Box Plot

Edit this page
// Single View Specification
{
  "data": ... ,
  "mark": "boxplot",
  "encoding": ... ,
  ...
}

A box plot summarizes a distribution of quantitative values using a set of summary statistics. The median tick in the box represents the median. The lower and upper parts of the box represent the first and third quartile respectively. Depending on the type of box plot, the ends of the whiskers can represent multiple things.

To create a box plot, set mark to "boxplot".

Documentation Overview

Box Plot Mark Properties

A boxplot’s mark definition contain the following properties:

Property Type Description
type String

Required. The mark type. This could a primitive mark type (one of "bar", "circle", "square", "tick", "line", "area", "point", "geoshape", "rule", and "text") or a composite mark type ("boxplot", "errorband", "errorbar").

extent String | Number

The extent of the whiskers. Available options include:

  • "min-max": min and max are the lower and upper whiskers respectively.
  • A number representing multiple of the interquartile range (Q3-Q1). This number will be multiplied by the IQR. The product will be added to the third quartile to get the upper whisker and subtracted from the first quartile to get the lower whisker.

Default value: 1.5.

orient String

Orientation of the box plot. This is normally automatically determined based on types of fields on x and y channels. However, an explicit orient be specified when the orientation is ambiguous.

Default value: "vertical".

size Number

Size of the box and median tick of a box plot

color String

Default color. Note that fill and stroke have higher precedence than color and will override color.

Default value: "#4682b4"

Note: This property cannot be used in a style config.

opacity Number

The opacity (value between [0,1]) of the mark.

Besides the properties listed above, "box", "median", "rule", "outliers", and "ticks" can be used to specify the underlying mark properties for different parts of the box plots as well.

Types of Box Plot

Vega-Lite supports two types of box plots, defined by the extent property in the mark definition object.

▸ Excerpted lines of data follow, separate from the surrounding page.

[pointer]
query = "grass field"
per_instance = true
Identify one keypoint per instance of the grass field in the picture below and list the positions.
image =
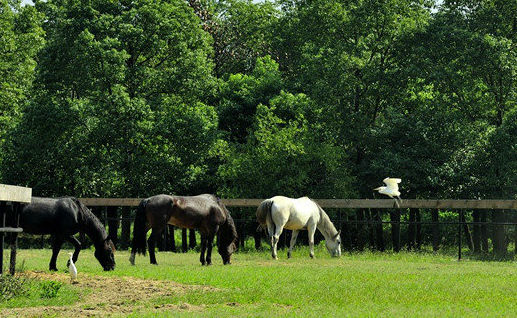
(365, 284)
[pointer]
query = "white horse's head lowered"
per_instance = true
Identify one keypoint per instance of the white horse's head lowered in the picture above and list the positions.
(333, 245)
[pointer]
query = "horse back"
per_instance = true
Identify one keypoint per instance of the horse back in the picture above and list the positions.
(294, 213)
(50, 216)
(193, 212)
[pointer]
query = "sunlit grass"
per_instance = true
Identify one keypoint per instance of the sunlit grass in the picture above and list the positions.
(362, 284)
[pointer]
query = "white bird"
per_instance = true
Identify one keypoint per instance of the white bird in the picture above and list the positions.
(72, 269)
(391, 189)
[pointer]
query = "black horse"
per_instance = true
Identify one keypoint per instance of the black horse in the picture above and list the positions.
(62, 218)
(205, 213)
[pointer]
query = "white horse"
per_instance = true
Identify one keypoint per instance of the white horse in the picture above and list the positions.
(297, 214)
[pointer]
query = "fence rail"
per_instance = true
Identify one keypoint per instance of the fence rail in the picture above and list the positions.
(343, 203)
(16, 195)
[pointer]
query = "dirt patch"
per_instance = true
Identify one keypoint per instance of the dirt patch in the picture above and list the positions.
(106, 296)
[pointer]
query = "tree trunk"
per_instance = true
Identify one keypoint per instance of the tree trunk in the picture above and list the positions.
(476, 233)
(113, 223)
(436, 229)
(395, 229)
(379, 230)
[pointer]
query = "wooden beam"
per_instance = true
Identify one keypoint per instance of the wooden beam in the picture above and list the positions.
(343, 203)
(11, 229)
(110, 201)
(15, 193)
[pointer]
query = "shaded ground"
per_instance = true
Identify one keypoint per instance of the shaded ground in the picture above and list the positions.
(106, 296)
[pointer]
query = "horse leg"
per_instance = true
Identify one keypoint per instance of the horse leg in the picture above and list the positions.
(209, 243)
(133, 252)
(294, 235)
(75, 242)
(275, 239)
(203, 249)
(151, 243)
(311, 230)
(56, 247)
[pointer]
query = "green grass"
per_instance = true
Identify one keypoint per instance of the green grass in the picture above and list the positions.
(365, 284)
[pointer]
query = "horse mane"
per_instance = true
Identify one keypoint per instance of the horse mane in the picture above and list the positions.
(90, 224)
(262, 211)
(325, 224)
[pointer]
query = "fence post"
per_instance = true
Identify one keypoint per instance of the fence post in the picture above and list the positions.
(395, 229)
(436, 229)
(126, 228)
(184, 243)
(172, 238)
(379, 229)
(2, 223)
(14, 242)
(476, 232)
(418, 229)
(113, 223)
(192, 239)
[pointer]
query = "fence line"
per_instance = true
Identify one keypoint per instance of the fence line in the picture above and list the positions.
(343, 203)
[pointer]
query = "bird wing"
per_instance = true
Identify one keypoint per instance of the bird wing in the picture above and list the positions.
(392, 183)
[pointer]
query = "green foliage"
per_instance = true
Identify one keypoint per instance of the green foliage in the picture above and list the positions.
(320, 98)
(21, 36)
(12, 286)
(50, 289)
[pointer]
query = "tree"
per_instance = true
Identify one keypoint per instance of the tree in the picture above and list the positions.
(21, 36)
(115, 81)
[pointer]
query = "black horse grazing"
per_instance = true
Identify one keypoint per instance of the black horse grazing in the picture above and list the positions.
(62, 218)
(205, 213)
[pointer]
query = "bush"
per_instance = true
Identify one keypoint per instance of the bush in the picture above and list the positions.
(12, 286)
(49, 289)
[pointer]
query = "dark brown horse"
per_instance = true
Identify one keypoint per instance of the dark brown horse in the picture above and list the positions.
(62, 218)
(204, 212)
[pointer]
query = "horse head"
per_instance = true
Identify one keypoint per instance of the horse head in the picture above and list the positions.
(226, 241)
(333, 244)
(105, 254)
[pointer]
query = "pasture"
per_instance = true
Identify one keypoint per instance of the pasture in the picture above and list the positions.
(362, 284)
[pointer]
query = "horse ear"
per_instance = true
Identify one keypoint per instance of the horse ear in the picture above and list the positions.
(112, 246)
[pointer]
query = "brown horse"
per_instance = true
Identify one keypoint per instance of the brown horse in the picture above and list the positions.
(204, 212)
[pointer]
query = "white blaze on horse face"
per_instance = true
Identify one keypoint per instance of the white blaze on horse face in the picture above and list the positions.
(334, 246)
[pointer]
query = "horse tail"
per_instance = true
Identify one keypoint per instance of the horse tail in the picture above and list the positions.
(264, 214)
(139, 243)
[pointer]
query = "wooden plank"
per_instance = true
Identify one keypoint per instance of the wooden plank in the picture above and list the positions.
(15, 193)
(343, 203)
(110, 201)
(11, 229)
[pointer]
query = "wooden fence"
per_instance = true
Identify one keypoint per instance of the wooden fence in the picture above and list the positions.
(368, 218)
(343, 203)
(16, 195)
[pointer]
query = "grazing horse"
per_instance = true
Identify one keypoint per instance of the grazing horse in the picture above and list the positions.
(297, 214)
(62, 218)
(205, 213)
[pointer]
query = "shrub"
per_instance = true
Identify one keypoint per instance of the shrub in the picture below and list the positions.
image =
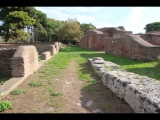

1) Tukey Box Plot is the default box plot in Vega-Lite. For a tukey box plot, the whisker spans from Q1 - k * IQR to Q3 + k * IQR where Q1 and Q3 are the first and third quartiles while IQR is the interquartile range (Q3-Q1). In this type of box plot, you can specify the constant k by setting the extent. If there are outlier points beyond the whisker, they will be displayed using point marks.

By default, the extent is 1.5.

Explicitly setting extent to 1.5 produces the following identical plot.

2) min-max Box Plot is a box plot where the lower and upper whiskers are defined as the min and max respectively. No points will be considered as outliers for this type of box plots.

Dimension & Orientation

Vega-Lite supports both 1D and 2D box plots:

1D box plot shows the distribution of a continuous field.

A boxplot’s orientation is automatically determined by the continuous field axis. For example, you can create a vertical 1D box plot by encoding a continuous field on the y axis.

2D box plot shows the distribution of a continuous field, broken down by categories.

For 2D box plots with one continuous field and one discrete field, the box plot will be horizontal if the continuous field is on the x axis.

Alternatively, if the continuous field is on the y axis, the box plot will be vertical.

The Parts of Box Plots

Under the hood, the "boxplot" mark is a composite mark that expands into a layered plot. For example, a basic 1D boxplot shown above is expanded to:

To customize different parts of the box, we can customize different parts of the box plot mark definition or config.

For example, we can customize the box plot’s "median" tick by setting "color" to "red" and set "ticks" to true to make the box plot includes end ticks:

Color, Size, and Opacity Encoding Channels

You can customize the color, size, and opacity of the box in the boxplot by using the color, size, and opacity encoding channels. The size is applied to only the box and median tick. The color is applied to only the box, the median tick, and the outlier points. Meanwhile, the opacity is applied to the whole boxplot.

An example of a boxplot where the size encoding channel is specified.

Mark Config

{
  "boxplot": {
    "size": ...,
    "extent": ...,
    "box": ...,
    "median": ...,
    "whisker": ...,
    "outliers": ...
  }
}

The boxplot config object sets the default properties for boxplot marks.

The boxplot config can contain all boxplot mark properties but currently not supporting color, opacity, and orient. Please see issue #3934.